CONTO DE QUINTA: Vivo emoções em seu lugar ou tributo a Ariano

Ariano Suassuna. Foto: Reprodução.

VIVO EMOÇÕES EM SEU LUGAR OU TRIBUTO A ARIANO

 

Doralice ganhava a vida de um modo estranho. Pelo menos eu nunca tinha ouvido falar que alguém pudesse tirar o próprio sustento por meio de uma atividade como aquela. Até que vi numa revista a reportagem de título chamativo: “Vivo emoções em seu lugar”. Ela se intitulava artista performática, morava em Recife e garantia poder realizar desejos – sonhos também, por que não? – de moradores de outras cidades brasileiras e até estrangeiras, coisas como visitar um certo local, fazer um determinado programa, encontrar alguém  ou tudo isso junto se a vontade do cliente assim determinasse.

Após o estranhamento inicial, percebi que os serviços daquela mulher de comportamento inusitado me seriam bastante úteis. Na ocasião, eu morava em Teresópolis, cidade serrana do Rio de Janeiro. Dias antes, havia assistido a um festival de teatro organizado pela prefeitura num clube tradicional do município.
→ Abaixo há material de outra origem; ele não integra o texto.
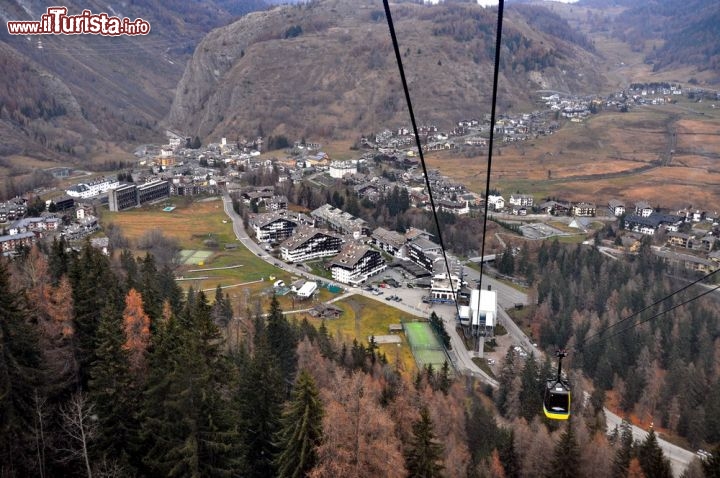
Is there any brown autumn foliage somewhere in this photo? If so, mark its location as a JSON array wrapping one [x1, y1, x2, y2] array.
[[627, 458, 645, 478], [310, 372, 406, 478], [580, 433, 613, 478], [512, 418, 555, 478], [490, 448, 505, 478], [424, 381, 470, 476], [13, 247, 78, 388], [123, 289, 150, 372]]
O evento era dedicado à obra de Ariano Suassuna, autor nordestino que, até então, eu desconhecia. Três filhos pequenos, viúva recente, professora em duas escolas. Não tinha tempo para bobagens como teatro. Levada por uma amiga, acabei assistindo a obras-primas como Auto da compadecida, O santo e a porca, A farsa da boa preguiça e Torturas de um coração, peças de enredos críticos e bem urdidos, habitadas por personagens simples, representantes perfeitos de parcela significativa do povo brasileiro.

Na semana seguinte, lá estava eu, diante do computador da escola, buscando informações sobre Ariano e sua obra. Quanto mais eu lia, mais me vinha a vontade de encontrá-lo e de conversar com ele. Gostaria de conseguir lhe dizer algo a respeito do impacto que seus textos me causaram. Doralice poderia fazer isso por mim. Claro… A atriz da minha cena, a intérprete de mim mesma. Quem sabe durante um passeio de barco pelo Rio Capiberibe. O cenário deveria estar à altura do acontecimento. O rio seria perfeito. Sempre ouvi dizer que Recife é uma cidade encantadora. O texto também teria de ser caprichado. Um texto dirigido a um escritor deve ser mesmo especial. Não poderia me descuidar da iluminação. Luz natural… O pôr do sol, o luar talvez. Figurino de gala também seria imprescindível. Eu e Doralice acertamos todos os detalhes. Ela comprou minha ideia de cara. Senti que se empenharia em realizá-la da melhor maneira possível, exatamente como da vez em que, a pedido de um ardoroso torcedor do Grêmio, teve de depositar um buquê de rosas brancas no gramado do Estádio dos Aflitos. Era um agradecimento emocionado pela dramática vitória do time gaúcho sobre o Náutico durante aquela partida histórica de 2005, a famosa Batalha dos Aflitos.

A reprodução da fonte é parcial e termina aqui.